Leonardo Tonini, la penna dietro A metà del vivere, la raccolta di poesie edita dalla casa editrice SP – Scrivere Poesia, ci racconta del suo rapporto con questa forma d’arte e di questo suo libro pubblicato ad aprile 2023
In attesa di ascoltarlo ai microfoni della rubrica Tra le Righe di Radio FinestrAperta, gli abbiamo chiesto di parlarci della sua poesia e delle ragioni che lo hanno spinto verso la decisione di condividere i ricavi della vendita della sua opera con l’Anfass.
Come è iniziato il Suo rapporto con la poesia?
“Non si inizia un rapporto con l’arte se non molto presto, all’asilo per esempio.

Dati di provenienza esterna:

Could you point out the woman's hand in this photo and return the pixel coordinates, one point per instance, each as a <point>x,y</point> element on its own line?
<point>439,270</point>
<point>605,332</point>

Solo che a quel tempo non la chiamiamo arte, prima la musica, i disegni e solo dopo le parole. All’inizio sono forme di espressione e per qualcuno rimangono forme di espressione per tutta la vita. Diventa arte quando si comincia a riflettere sul mezzo espressivo. Molti sedicenti poeti non arrivano mai a questa seconda fase”.
Cosa significa scrivere poesie per Lei?
“Non lo so, credo che per un artista non sia possibile farne a meno. Il pittore non può fare a meno di dipingere, il musicista di suonare. E questo avviene ogni giorno; si possono saltare dei giorni, ma significa essere in sofferenza”.
La Sua raccolta pubblicata si intitola A metà del vivere, ci può parlare di questo titolo?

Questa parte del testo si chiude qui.